A educação é primordial, mas esta necessidade básica para a vida ainda não entrou na cabeça de governantes, década após década. E não é uma questão que apenas diga respeito ao bode expiatório do costume, os ministros da Educação, sempre criticados, tantas vezes com razão. O atual ministro das Finanças deve ser apertado tanto quanto o da Educação. Por exemplo, em vez de malbaratar 3,2 mil milhões de euros num ato lesa-pátria numa empresa inútil para o crescimento do turismo, o governo deveria ter resolvido as reclamações dos professores e passado à frente. O primeiro-ministro devia por fim este descalabro que afeta milhões de pessoas.

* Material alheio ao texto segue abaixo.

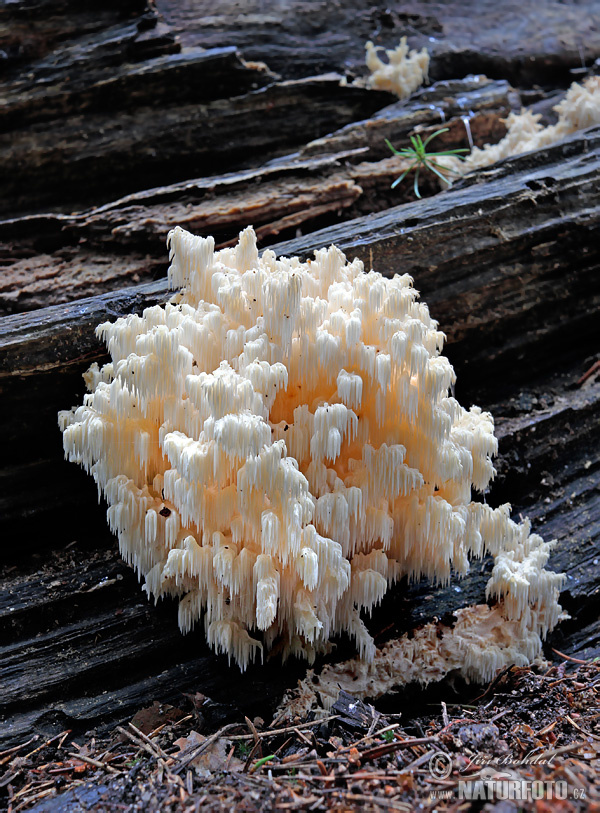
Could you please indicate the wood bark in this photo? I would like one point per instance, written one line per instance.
(53, 258)
(507, 262)
(82, 645)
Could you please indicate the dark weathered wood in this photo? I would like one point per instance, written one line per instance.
(82, 646)
(521, 292)
(101, 155)
(522, 43)
(53, 258)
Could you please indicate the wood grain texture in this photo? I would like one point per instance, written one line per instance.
(53, 258)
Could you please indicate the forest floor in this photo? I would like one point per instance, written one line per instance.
(529, 741)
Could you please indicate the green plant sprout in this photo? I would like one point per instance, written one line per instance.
(421, 159)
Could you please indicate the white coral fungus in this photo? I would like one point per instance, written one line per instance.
(578, 110)
(277, 446)
(402, 74)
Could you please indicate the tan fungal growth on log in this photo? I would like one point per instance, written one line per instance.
(578, 110)
(278, 446)
(402, 74)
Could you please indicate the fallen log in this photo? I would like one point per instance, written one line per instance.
(523, 291)
(82, 647)
(85, 648)
(53, 258)
(510, 41)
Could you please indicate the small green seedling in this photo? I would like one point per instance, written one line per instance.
(421, 159)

Como escreveu um jornal espanhol, a classe média baixa está cada vez menos média e cada vez mais baixa. E eu acrescento, não apenas quanto ao dinheiro disponível às famílias, mas também pelo enorme dano moral e educativo que isto está a causar a pais e crianças.
Escondidas, subalternizadas aos problemas específicos dos professores do ensino público, estão as questões relacionadas com os métodos de transmissão de conhecimento no ensino, e as desigualdades que lhes advêm.
Há dias, uma criança de 12 anos disse-me que não gostava de físico-química mas que gostava muito do laboratório da disciplina. Lembrei-me dos meus tempos de liceu e, pelo que tenho acompanhado, pouco ou nada mudou no ensino. Na verdade, pouco terá mudado desde finais do Século 19. Não… na verdade mesmo, pouco terá mudado desde o ensino medieval como escreveram dois autores que muito aprecio que viveram a infância na passagem do século 19 para o Século 20.
Stefan Zweig (1881 – 1942) em “O Mundo de Ontem, Recordações de um Europeu” (Assírio & Alvim) referindo-se à sua experiência escolar em Viena, Áustria, em meados da década de 1890 escreveu: “A verdadeira missão do professor, de acordo com o espírito daquele tempo, não era fazer-nos avançar, (…) não era incentivar as nossas energias, mas antes discipliná-las e nivelá-las. (…) Até à idade de catorze ou quinze anos ainda fomos conseguindo suportar a escola. Fazíamos pouco dos professores, aprendíamos as lições com uma curiosidade sem chama. Até que chegou a hora em que a escola nada mais era para nós do que tédio e incómodo. Discretamente, um fenómeno estranho acontecera: nós, entrados no liceu enquanto rapazinhos de dez anos, já tínhamos ultrapassado intelectualmente a escola nos quatro primeiros anos dos oito que iríamos ali permanecer.”
O que se passava na mesma época nos EUA não era diferente. Em 1899, John Dewey (1859 – 1952), filósofo e polímato americano, colocava a experiência e o conhecimento associativo no centro do ensino, como ensinou Aristóteles. Dewey escreveu que “há muito pouco espaço na sala de aula tradicional para a criança trabalhar. O workshop, o laboratório, os materiais, as ferramentas com os quais a criança pode construir, criar, e ativamente perguntar (…) têm na maior parte faltado. (…) A nossa universidade não ultrapassou a Idade Média no que respeita as tradições medievais de ensino.”
Neste seu primeiro livro, “School and Society”, resultado de um conjunto de palestras na University Elementary School e publicado por The University of Chicago Press, Dewey escreveu: “O objetivo dessas atividades práticas na escola não é principalmente encontrado na própria escola, mas na sua ligação, no lado social, na vida lá fora, enquanto no lado individual essas atividades respondem à necessidade da criança por ação, expressão, desejo de fazer alguma coisa, ser construtivo e criativo, em vez de simples passividade e conformismo.”
Dewey acrescentou: “Tenho, portanto, tentado indicar como a escola pode estar ligada à vida de modo a que experiência seja ganha em ambiente familiar, (…) em que aquilo que a criança aprende é carregado e aplicado na vida quotidiana, fazendo a escola um todo orgânico, em vez de um composto de partes isoladas. (…) A experiência tem um aspeto geográfico, é artística e é literária, tem lados científicos e históricos. Todos os estudos emanam de aspetos de uma Terra única e uma única vida nela vivida. (…)
“Vivemos em um mundo onde todos os lados estão ligados entre si. Todos os estudos crescem de relações num único grande mundo comum. Quando a criança vive em uma relação concreta e variada neste mundo comum, estes estudos são naturalmente unificados. O crescimento da criança na direção de capacidade social e de serviço, a sua maior e mais vital ligação com a vida, torna-se um objetivo unificador, e a disciplina, a cultura, e a informação encaixam nas fases do seu crescimento.” (tradução do autor do artigo)
O problema de Portugal é muito mais complexo e profundo que apenas a dignidade dos professores. É a dignidade das crianças, dos pais e de um ensino adaptado à atualidade: a educação é um dos pilares do crescimento económico. Segundo os economistas, as três coisas que propulsionam verdadeiro crescimento são infraestruturas, educação e investigação. Portugal está mal nos três.